Yes, the EU saw the first phase of the Digital Services Act go into effect in August, but otherwise has had most of its attention fixed on enforcement and wondering what to do with AI. The United States and Asia, meanwhile, have been passing regulations and having conversations about how to move data privacy forward and balance it with economic development.

Europe had some of these conversations years ago, in which case the rest of the world is catching up on the issues, but the gap is closing between the EU and other regions. If five years ago Europe was ten times more advanced on data privacy, today that number is maybe only twice as advanced. 

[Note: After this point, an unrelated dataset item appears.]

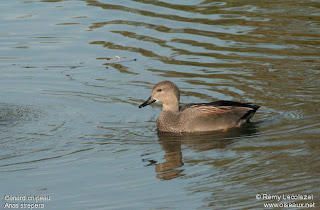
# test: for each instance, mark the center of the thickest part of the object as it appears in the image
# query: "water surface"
(72, 74)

As of 2023, the GDPR is over 5 years old, but it has yet to see any major amendments and European data protection authorities still interpret various parts of the legislation differently, as evidenced by the vast disparity in the number of violations countries have brought against companies. The complex process of enforcing such a landmark regulation has clearly slowed progress on the European data protection front.

That doesn't mean Europe has fallen behind, far from it. Among other matters, Europe continues to tell the United States that its framework for data transfers between the two economies must be stronger for the EU board to deem it adequate. GDPR fines are still coming, in some cases with eye-popping figures. 

But the wheels are finally turning with speed for both American and Asian data protection. So far this year, eight American states and two major APAC nations have passed comprehensive data privacy laws, and a few more may pass before the year ends.

July 1, 2023 also marked a key date for U.S. data privacy, as California's CPRA, Colorado's CPA, and Connecticut's CTDPA all officially become effective. Suffice to say, a lot is happening.

There is finally momentum on data privacy in America, and even if all these bills fail to match the full scope of the GDPR, the bevy of regulations makes it feel like the gap in how both sides of the Atlantic approach data might be closing. The same is true for Asian countries like India, Vietnam, and Indonesia, all of which have new comprehensive data regulations that while similar to GDPR, each have their own unique flavor.

A large test in the coming year will be how these new laws adjust. The sphere is moving so fast, places like Connecticut had to drop a few major amendments to its law weeks before it went live to increase protections for children's data and health data. That’s what makes it so surprising that the EU has largely left the GDPR unchanged since 2018, despite only modest perceptions of the regulation’s success over that time.

Over the next year, there are legitimate questions about the new slate of regulations: Will India issue a fine over DPDP noncompliance? Will Texas tweak the language of the TDPSA? Most of these pertain to the U.S. and Asia, not Europe.

This is particularly true of California and the CCPA, which famously passed sweeping progressive amendments to its own regulations within 24 months of passing. The CPRA amendments will enter into full force in March 2024, but the state legislature has also passed the DELETE Act in 2023.

The DELETE Act appears revolutionary. It will provide consumers with the ability to remove their personal data from all California-based data brokers with a single, verifiable consumer request. This will serve as the flip side to the Global Privacy Control. One allows consumers to mass opt out of data processing, while the other allows them to issue mass DSRs to reclaim their data.

This law alone puts America data protection in a better spot relative to where it's previously ever been compared to the EU.  

Europe has paved the way and continues to push forward with the plow forward, but its pace has slowed and countries like the U.S. have greatly benefited from the set path, catching up faster than many assumed they would. As much of GDPR enforcement has been targeted at Big Tech, EU data regulators have gotten bogged down in expensive, lengthy legal battles.

That fact has brought us to a point where if the EU wants to continue its clear global leadership on data protection, it must come up with a better answer than Big Tech fines when asked what’s next for the GDPR. The DSA may be part of the solution, but with this field evolving so quickly, regulations need to as well.